Un día de noviembre, frío y gris, entramos otra vez en la tienda. Afuera lloviznaba, y nuestras botas chapoteaban en los charcos, pero dentro hacía calor y olía a polvo y lavanda. Me dirigí rápidamente a mi estantería favorita, mientras Carla arrastraba a Sofía hacia una caja de bisutería. “¡Lucía, ven aquí! —gritó Carla—. ¡Mira qué anillo!”. En su palma había un fino aro con una piedra verde, apagada pero igualmente mágica. “¡Esto es de un castillo seguro! —afirmó—”. Sofía, entrecerrando los ojos, añadió: “O del baúl de alguna baronesa”. Nos reímos, probándonos el anillo por turnos, y por un momento me sentí como la protagonista de un cuento.
Doña Carmen, al vernos tan emocionadas, se acercó sonriendo. “¿Os gusta? Solo cuesta cinco euros, chicas. Llevádmelo antes de que alguien más lo haga”. ¡Cinco euros! Solo teníamos dinero para los bollos del recreo, pero no nos rendimos. “¡Vamos a juntar lo que tengamos! —propuse—”. Vaciamos los bolsillos: yo tenía dos euros, Carla uno y algunas monedas, y Sofía, un euro y medio. No llegábamos, pero insistimos. “Doña Carmen —suplicó Carla—, ¿nos lo guardarías hasta mañana? ¡Prometemos pagar!”. Doña Carmen negó con la cabeza, pero sus ojos reían. “De acuerdo, lleváoslo, pero mañana sin falta”.
Salimos de la tienda como si hubiéramos logrado una hazaña. El anillo estaba en el bolsillo de Sofía, y lo tocábamos por turnos, como si de verdad tuviera poderes. Esa noche no podía dormir, imaginando que había pertenecido a una viajera que había cruzado mares enteros. Al día siguiente, devolvimos el dinero; incluso renuncié a mi bollo para reunir los cincos céntimos que me faltaban. Aunque el anillo se perdió después (Carla juraba que lo dejó en la mochila), aquella emoción nunca me abandonó.

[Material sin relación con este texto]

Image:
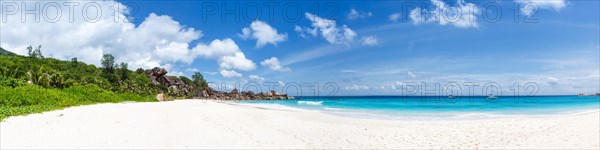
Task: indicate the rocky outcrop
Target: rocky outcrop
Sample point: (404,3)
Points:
(244,95)
(179,88)
(162,97)
(175,85)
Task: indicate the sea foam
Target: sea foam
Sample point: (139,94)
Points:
(315,103)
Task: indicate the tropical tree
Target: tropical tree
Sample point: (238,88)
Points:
(108,63)
(199,81)
(123,71)
(38,77)
(9,73)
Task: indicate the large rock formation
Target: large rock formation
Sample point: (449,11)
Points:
(177,87)
(244,95)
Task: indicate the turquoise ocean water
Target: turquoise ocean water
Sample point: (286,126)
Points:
(403,107)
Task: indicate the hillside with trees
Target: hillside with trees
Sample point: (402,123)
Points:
(33,83)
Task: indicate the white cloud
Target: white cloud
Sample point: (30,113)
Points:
(263,33)
(394,17)
(230,73)
(192,70)
(444,14)
(156,41)
(237,61)
(302,30)
(143,46)
(357,87)
(411,74)
(528,6)
(256,78)
(274,64)
(227,53)
(358,15)
(370,40)
(211,73)
(281,83)
(329,30)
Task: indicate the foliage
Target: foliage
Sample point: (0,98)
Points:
(29,99)
(4,52)
(37,53)
(32,84)
(108,63)
(199,81)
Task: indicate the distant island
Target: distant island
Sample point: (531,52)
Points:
(33,84)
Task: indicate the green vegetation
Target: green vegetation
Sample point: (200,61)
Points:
(33,84)
(6,53)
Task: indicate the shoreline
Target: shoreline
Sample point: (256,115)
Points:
(373,114)
(192,124)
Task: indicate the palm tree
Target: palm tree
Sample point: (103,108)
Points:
(38,77)
(9,73)
(57,81)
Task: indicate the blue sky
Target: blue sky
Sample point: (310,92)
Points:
(371,48)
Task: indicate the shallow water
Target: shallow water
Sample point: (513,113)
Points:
(398,107)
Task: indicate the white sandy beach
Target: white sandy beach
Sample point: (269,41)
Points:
(200,124)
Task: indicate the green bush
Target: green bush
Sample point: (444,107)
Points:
(28,99)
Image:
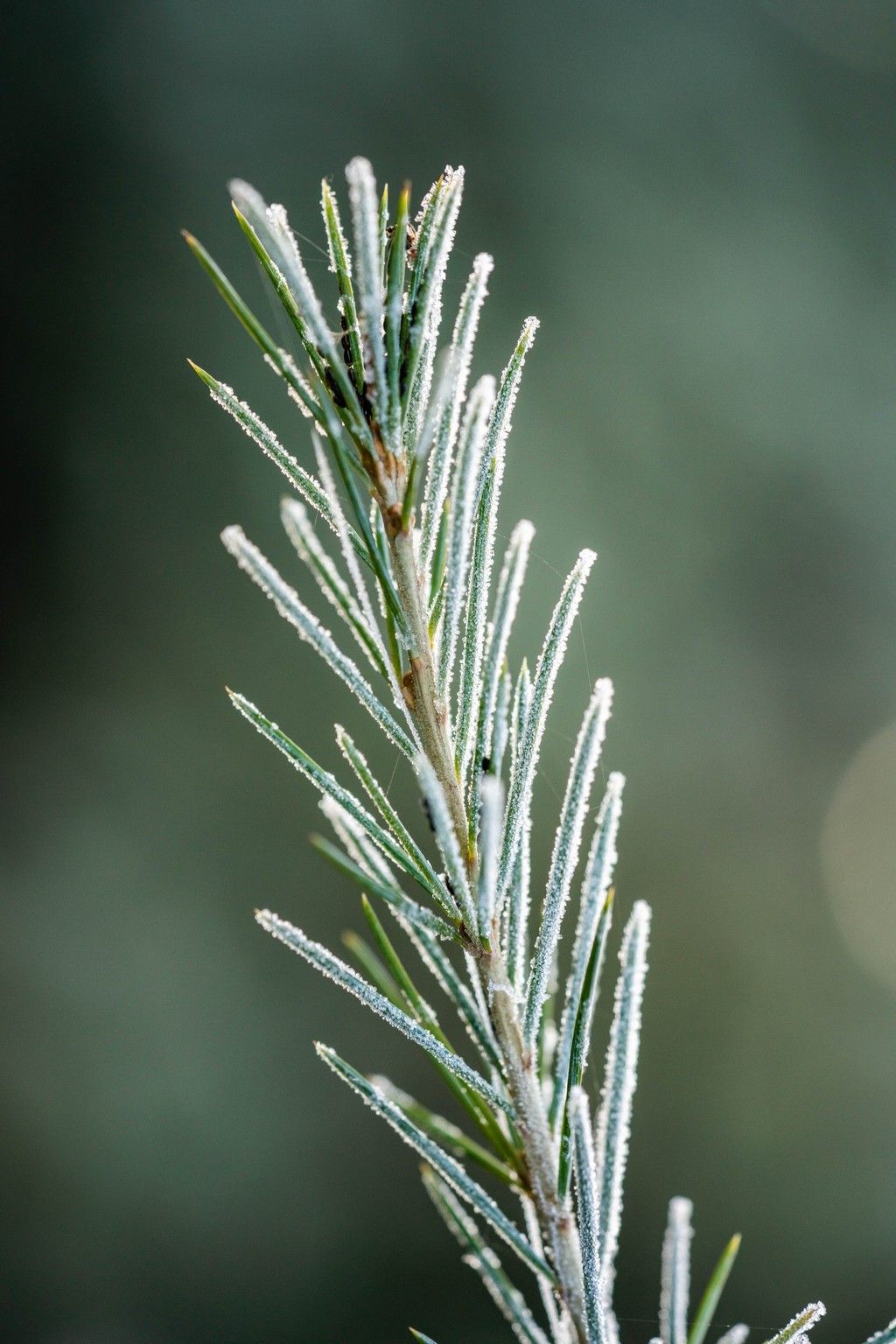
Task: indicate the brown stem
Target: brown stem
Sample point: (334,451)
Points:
(540,1152)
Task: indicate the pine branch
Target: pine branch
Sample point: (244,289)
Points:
(396,436)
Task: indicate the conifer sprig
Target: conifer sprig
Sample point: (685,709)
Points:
(406,468)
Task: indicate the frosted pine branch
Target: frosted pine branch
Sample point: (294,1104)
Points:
(406,468)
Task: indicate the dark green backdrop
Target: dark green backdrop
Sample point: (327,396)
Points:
(699,200)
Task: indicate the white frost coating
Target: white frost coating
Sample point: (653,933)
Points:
(338,593)
(737,1335)
(461,524)
(306,484)
(298,386)
(566,851)
(587,1205)
(598,875)
(293,268)
(381,802)
(489,840)
(477,1026)
(507,601)
(480,1256)
(517,902)
(486,514)
(546,674)
(354,984)
(358,581)
(501,722)
(366,222)
(289,605)
(446,839)
(413,917)
(427,316)
(356,844)
(560,1328)
(675,1284)
(324,781)
(620,1080)
(451,1171)
(439,466)
(801,1324)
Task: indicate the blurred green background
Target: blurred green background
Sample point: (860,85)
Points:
(699,200)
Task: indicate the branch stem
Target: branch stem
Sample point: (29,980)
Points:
(540,1158)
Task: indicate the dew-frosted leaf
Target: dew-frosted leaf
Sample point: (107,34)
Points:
(587,1208)
(324,781)
(341,268)
(676,1273)
(301,480)
(338,593)
(480,1256)
(566,852)
(587,950)
(461,524)
(366,223)
(416,917)
(801,1323)
(620,1080)
(294,611)
(737,1335)
(404,839)
(335,970)
(546,675)
(451,1171)
(886,1336)
(710,1300)
(276,358)
(517,902)
(448,842)
(488,494)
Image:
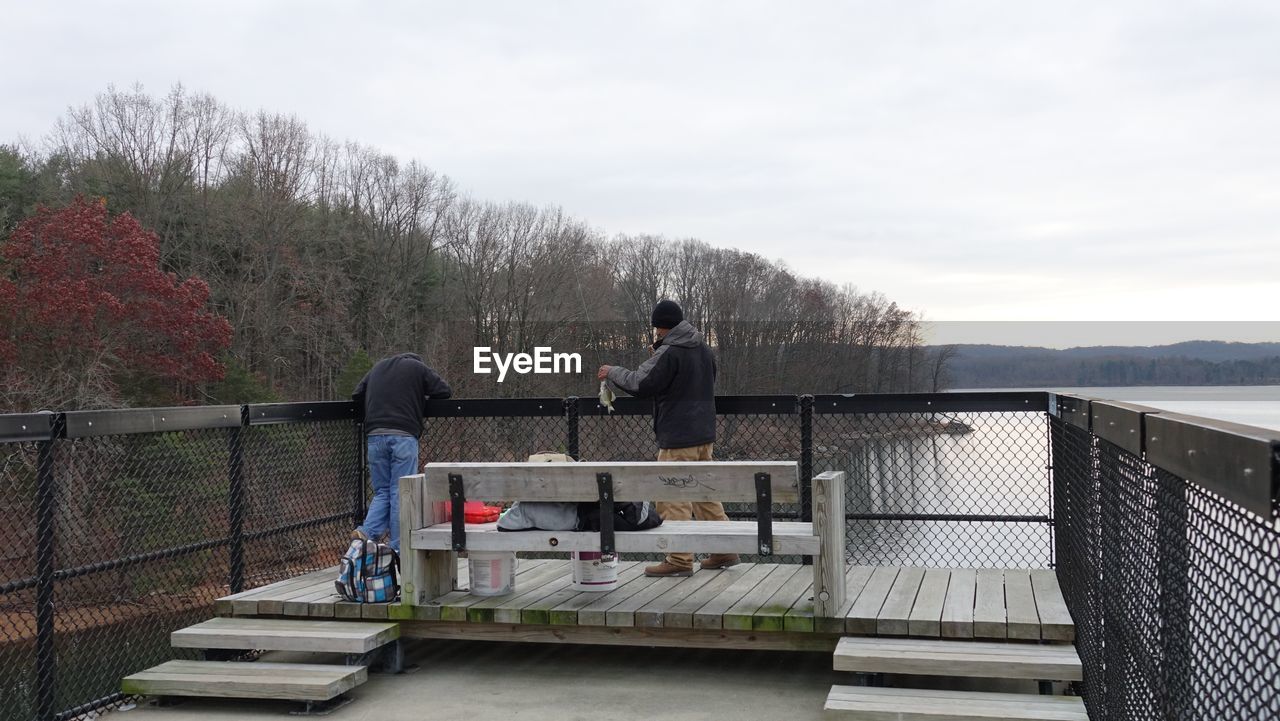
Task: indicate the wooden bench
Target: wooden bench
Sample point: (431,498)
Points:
(429,543)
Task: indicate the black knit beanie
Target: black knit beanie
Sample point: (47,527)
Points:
(667,314)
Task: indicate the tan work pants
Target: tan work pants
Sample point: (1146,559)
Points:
(688,511)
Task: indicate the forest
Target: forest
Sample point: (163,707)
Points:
(169,249)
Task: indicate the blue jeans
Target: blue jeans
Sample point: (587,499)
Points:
(389,459)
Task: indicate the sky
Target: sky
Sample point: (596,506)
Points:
(974,162)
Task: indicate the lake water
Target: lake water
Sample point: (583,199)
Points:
(997,468)
(1252,405)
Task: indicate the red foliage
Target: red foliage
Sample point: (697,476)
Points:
(78,281)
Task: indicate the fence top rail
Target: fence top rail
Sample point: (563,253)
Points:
(632,480)
(974,401)
(112,421)
(17,428)
(87,424)
(1237,461)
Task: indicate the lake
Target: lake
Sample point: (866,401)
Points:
(1253,405)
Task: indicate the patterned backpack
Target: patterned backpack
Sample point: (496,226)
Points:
(369,573)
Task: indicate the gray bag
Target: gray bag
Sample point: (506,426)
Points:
(544,515)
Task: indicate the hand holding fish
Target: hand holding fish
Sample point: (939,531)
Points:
(607,396)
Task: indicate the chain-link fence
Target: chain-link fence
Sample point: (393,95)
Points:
(1174,588)
(126,525)
(122,526)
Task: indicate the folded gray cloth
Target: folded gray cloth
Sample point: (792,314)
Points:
(542,515)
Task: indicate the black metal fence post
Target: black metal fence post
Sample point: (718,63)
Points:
(571,416)
(359,497)
(236,507)
(46,505)
(807,459)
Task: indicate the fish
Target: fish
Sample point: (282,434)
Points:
(607,396)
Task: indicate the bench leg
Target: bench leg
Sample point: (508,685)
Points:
(424,574)
(828,525)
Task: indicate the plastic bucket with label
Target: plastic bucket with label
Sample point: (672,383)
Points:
(593,573)
(493,573)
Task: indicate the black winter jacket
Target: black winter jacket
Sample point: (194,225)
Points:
(393,393)
(680,377)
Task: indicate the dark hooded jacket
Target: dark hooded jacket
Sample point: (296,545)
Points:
(680,377)
(393,393)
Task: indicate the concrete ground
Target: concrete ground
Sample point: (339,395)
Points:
(528,681)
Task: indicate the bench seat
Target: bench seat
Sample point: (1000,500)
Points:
(790,538)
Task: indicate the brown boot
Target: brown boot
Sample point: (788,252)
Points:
(667,570)
(720,561)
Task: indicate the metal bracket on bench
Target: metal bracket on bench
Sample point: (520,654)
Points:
(604,480)
(458,497)
(764,512)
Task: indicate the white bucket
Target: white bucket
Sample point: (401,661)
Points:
(493,573)
(592,573)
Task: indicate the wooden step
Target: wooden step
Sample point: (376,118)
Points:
(984,660)
(864,703)
(287,634)
(260,679)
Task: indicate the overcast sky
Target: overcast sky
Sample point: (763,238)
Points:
(972,160)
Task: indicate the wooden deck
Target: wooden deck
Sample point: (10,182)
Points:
(954,603)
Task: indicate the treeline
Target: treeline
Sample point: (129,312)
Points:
(1057,370)
(325,255)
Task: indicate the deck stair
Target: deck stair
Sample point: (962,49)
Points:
(287,634)
(922,704)
(977,660)
(261,679)
(362,642)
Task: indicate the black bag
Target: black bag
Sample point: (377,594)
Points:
(631,515)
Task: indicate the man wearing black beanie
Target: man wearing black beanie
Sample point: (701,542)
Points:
(680,377)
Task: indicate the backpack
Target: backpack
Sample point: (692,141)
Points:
(630,515)
(369,573)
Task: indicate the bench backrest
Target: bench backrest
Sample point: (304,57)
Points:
(699,480)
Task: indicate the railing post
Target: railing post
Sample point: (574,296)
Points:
(359,501)
(807,459)
(571,421)
(46,506)
(236,507)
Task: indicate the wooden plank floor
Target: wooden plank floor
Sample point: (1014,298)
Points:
(961,603)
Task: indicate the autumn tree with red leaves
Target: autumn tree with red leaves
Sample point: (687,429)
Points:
(86,313)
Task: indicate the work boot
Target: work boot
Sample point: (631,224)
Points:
(667,570)
(717,561)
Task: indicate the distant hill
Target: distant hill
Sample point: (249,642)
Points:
(1192,363)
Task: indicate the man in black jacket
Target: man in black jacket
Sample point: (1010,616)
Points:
(680,377)
(393,400)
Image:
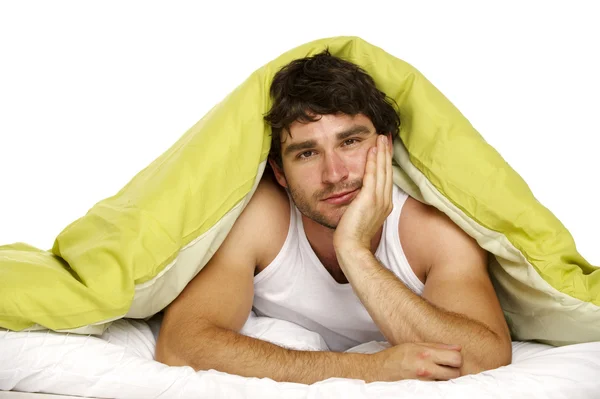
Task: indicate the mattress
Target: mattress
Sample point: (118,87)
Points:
(120,364)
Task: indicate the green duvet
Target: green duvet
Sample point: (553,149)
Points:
(134,252)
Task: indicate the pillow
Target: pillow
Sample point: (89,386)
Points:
(134,252)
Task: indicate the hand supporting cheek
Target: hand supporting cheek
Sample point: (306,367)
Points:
(366,214)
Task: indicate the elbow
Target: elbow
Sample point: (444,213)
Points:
(165,355)
(498,354)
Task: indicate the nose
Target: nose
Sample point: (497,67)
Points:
(334,169)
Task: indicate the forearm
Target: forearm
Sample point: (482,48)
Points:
(234,353)
(403,316)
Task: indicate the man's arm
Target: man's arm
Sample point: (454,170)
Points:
(201,327)
(459,305)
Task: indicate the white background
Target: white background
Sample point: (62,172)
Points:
(92,93)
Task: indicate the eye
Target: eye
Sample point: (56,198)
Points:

Aquel local no era solo una tienda de cosas viejas. Nos enseñó a soñar, a creer en la magia, a ver algo especial en lo cotidiano. Carla, Sofía y yo crecimos, nos fuimos a vivir a distintos lugares. Carla se hizo geóloga, Sofía diseñadora, y yo, profesora de literatura. Pero cada vez que hablamos, alguien siempre dice: “¿Os acordáis de aquella tienda de segunda mano?”. Y nos reímos, como si volviéramos a tener once años, frente a estantes llenos de historias.
Ahora vivo en una gran ciudad, y ya no quedan tiendas como aquella. A veces entro en anticuarios, pero no es lo mismo: todo está demasiado pulido, sin aquella magia. Echo de menos la puerta que chirriaba, a doña Carmen, nuestras fantasías de niñas. Hace poco encontré en una caja un libro viejo, ese de piratas. Lo abrí, respiré el olor de sus páginas y, por un instante, volví a quinto de primaria. Quizá aquella tienda fue nuestro tesoro, no por los objetos, sino por lo que éramos dentro de ella. Y le agradezco al destino por una infancia llena de amigas, sueños y una tienda de maravillas que siempre llevaré en el corazón.